In summary

Environmental advocates uncovered ties from SoCalGas to the California Restaurant Association lawsuit that overturned Berkeley’s ban on natural gas hookups in new buildings, asserting that the private utility improperly used ratepayer money to support the legal firm.

Guest Commentary written by

Matt Vespa

Matt Vespa

Matt Vespa is a senior attorney at Earthjustice.

A federal appeals court recently dealt a destabilizing blow to local governments across the West by ruling that a first-in-the-nation policy from Berkeley to phase out methane gas hookups in new buildings was preempted by federal law. 

California has led the nation on policies to upgrade homes and buildings with clean energy appliances, rather than continuing to use fossil fuels like gas for heating and cooking. Berkeley’s original policy kickstarted a national movement for healthier housing, and in less than four years, it gained incredible traction. More than 100 cities and states have passed policies to incentivize clean energy homes, and 1 in 5 Americans now live in a region with a so-called building decarbonization policy. 

These solutions are vital for local and state governments. Not only is pollution from buildings one of the largest sources of climate emissions in our communities, but this pollution carries significant public health risks. A recent study found close to 13% of childhood asthma in the U.S. can be attributed to gas stove use. In California, it’s more than 20%. 

The recent ruling from 9th U.S. Circuit Court of Appeals rests on a broad interpretation of federal law preemption, which could become a significant barrier to local and state authority to upgrade housing regulations and fight climate change.

Thankfully, its immediate impact is limited. There are many viable pathways to ensuring new homes are built to run on clean energy and this ruling just impacts one. The decision, made by three Republican-appointed judges on the 9th Circuit, will also likely be appealed to the full 9th Circuit.

Hopefully sound legal analysis will prevail. 

Time will tell just how damaging the court’s interpretation of federal preemption is, but it’s fair to say it impedes California’s efforts to end its reliance on polluting gas and the wishes of Californians who overwhelmingly support action on climate change. And on the same day that the 9th Circuit issued their decision, it became clear that SoCalGas may have had a hand in this setback.

While the California Restaurant Association, or CRA, has served as the face of this suit, it turns out that the gas industry played a key role. Public filings showed that when CRA filed its lawsuit, SoCalGas, the nation’s largest gas utility, began to pay millions in legal fees to Reichman Jorgensen, the same firm representing CRA.  

While SoCalGas had previously denied the work was related, last week SoCalGas was forced by the California Public Utilities Commission to admit that it funneled more than $1 million of customer money to pay for legal services by Reichman Jorgensen that included work on federal preemption of local laws to limit gas, the very issue at the heart of the CRA litigation. This was at the same time SoCalGas ramped up its donations to the CRA’s philanthropic arm, the California Restaurant Foundation, from $24,000 in 2019 to more than half a million in 2021.

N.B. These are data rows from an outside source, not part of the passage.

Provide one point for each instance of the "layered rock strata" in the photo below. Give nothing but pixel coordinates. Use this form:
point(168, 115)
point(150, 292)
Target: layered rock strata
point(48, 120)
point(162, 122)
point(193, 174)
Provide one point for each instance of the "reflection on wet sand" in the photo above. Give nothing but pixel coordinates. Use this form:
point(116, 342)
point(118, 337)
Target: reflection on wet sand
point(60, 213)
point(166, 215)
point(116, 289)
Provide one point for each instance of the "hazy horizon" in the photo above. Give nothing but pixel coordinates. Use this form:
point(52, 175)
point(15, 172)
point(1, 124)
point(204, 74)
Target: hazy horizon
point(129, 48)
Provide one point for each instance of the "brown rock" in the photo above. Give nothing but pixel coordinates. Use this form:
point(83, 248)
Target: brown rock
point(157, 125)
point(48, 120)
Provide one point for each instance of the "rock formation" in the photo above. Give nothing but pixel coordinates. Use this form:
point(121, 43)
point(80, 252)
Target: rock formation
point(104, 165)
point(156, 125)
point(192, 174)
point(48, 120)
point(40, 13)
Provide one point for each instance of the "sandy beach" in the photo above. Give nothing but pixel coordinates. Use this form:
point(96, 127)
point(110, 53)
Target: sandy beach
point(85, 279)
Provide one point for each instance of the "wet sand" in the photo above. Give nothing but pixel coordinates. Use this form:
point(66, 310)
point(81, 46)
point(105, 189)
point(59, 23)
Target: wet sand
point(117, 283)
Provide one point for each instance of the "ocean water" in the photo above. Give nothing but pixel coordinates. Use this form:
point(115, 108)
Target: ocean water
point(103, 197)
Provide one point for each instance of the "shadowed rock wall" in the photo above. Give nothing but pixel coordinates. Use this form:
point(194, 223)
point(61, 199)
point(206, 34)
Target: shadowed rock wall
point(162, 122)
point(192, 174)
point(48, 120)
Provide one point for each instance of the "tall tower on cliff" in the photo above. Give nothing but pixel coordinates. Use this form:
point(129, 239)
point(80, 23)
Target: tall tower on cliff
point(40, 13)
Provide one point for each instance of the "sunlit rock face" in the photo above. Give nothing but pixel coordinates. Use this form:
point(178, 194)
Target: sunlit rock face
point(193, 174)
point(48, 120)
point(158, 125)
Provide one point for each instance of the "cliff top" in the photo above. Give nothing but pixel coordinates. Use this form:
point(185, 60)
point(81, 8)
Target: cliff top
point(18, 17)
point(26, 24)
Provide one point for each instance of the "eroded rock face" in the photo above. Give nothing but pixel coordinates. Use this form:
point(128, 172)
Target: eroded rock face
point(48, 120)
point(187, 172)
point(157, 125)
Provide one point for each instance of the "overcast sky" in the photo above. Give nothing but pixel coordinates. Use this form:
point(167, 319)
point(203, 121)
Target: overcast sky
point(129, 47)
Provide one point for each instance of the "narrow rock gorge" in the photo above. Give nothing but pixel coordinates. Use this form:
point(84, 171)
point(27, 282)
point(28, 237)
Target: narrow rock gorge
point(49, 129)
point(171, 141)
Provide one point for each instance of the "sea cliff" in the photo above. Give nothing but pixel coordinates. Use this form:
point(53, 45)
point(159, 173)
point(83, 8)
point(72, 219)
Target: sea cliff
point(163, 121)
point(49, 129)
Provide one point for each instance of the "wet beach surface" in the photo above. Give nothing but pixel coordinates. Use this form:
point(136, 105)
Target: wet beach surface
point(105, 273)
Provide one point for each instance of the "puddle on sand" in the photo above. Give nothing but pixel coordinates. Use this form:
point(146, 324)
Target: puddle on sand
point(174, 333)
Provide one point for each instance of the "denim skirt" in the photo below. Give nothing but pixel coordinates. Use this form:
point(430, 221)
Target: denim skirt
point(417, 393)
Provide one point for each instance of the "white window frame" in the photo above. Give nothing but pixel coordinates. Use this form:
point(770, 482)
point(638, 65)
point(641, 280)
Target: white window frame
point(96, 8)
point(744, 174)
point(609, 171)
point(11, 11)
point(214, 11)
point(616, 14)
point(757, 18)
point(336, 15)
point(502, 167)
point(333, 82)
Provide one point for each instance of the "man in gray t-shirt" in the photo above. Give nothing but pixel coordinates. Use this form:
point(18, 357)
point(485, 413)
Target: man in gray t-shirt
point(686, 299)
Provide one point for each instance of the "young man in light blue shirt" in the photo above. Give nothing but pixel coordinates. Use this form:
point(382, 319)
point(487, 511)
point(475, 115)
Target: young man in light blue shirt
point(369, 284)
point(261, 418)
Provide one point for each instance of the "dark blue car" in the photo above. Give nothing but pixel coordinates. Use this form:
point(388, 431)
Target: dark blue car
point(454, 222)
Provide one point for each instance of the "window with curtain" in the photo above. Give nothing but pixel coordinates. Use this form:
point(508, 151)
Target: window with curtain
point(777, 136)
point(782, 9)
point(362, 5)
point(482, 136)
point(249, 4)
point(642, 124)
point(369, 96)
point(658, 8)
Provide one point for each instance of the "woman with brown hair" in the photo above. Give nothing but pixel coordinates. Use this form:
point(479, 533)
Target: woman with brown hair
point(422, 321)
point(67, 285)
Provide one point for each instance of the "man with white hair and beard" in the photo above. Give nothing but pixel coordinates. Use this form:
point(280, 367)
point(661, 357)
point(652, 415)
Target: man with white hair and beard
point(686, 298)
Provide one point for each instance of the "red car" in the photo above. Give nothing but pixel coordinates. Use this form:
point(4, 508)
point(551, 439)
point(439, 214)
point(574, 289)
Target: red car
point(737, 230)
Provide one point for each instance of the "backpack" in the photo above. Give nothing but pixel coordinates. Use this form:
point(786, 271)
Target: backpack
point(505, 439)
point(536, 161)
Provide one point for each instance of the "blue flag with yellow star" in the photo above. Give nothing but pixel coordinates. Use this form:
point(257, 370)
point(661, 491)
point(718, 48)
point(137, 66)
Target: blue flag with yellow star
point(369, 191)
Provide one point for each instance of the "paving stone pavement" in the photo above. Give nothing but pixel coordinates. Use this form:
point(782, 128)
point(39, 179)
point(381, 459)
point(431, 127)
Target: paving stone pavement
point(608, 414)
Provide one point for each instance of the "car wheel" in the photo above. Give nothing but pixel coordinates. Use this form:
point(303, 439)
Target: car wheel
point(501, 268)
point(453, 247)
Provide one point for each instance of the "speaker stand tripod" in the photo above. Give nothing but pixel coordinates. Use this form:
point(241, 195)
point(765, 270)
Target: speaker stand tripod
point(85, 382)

That’s right. On the heels of the most crippling utility bill affordability crisis this decade in Southern California, SoCalGas used money collected through gas bills to develop the legal claims underpinning the challenge to a policy that’s been embraced by dozens of California communities, including Los Angeles. 

The revelation comes as a result of Earthjustice’s client, the California Environmental Justice Alliance, intervening in SoCalGas’ request to California regulators to increase gas rates by more than 20%. The organization’s goal is to identify and block utility spending that impedes California’s transition away from fossil fuels.

Supporting CRA’s lawsuit is very much in the gas industry’s financial interests, and against the interest of our communities. Locking Californians into the use of polluting gas at home bolsters gas industry profits. 

In fact, SoCalGas was previously sanctioned for misusing customer money to directly oppose local government adoption of all-electric building codes. As part of its current rate request, the utility wants customers to pay for the close to $800,000 it spent to sue the state of California for its purported failure to sufficiently promote gas – even though methane gas is at the heart of our state’s growing affordability crisis. 

While SoCalGas is now claiming it “unintentionally categorized” costs of research underlying the legal basis in CRA’s lawsuit as customer funded, there’s ample evidence to suggest this is a pattern of attempting to charge customers for its profit-driven efforts that obstruct climate action. 

California gas customers were put through the wringer this winter, and California cities are doing all they can ensure we can fight climate change while stabilizing energy bills. Regulators must hold the gas industry accountable to ensure it is not a barrier to building healthier, more affordable communities.

Editor’s note: A previous version of this commentary misstated the recipient of SoCalGas’ financial contributions.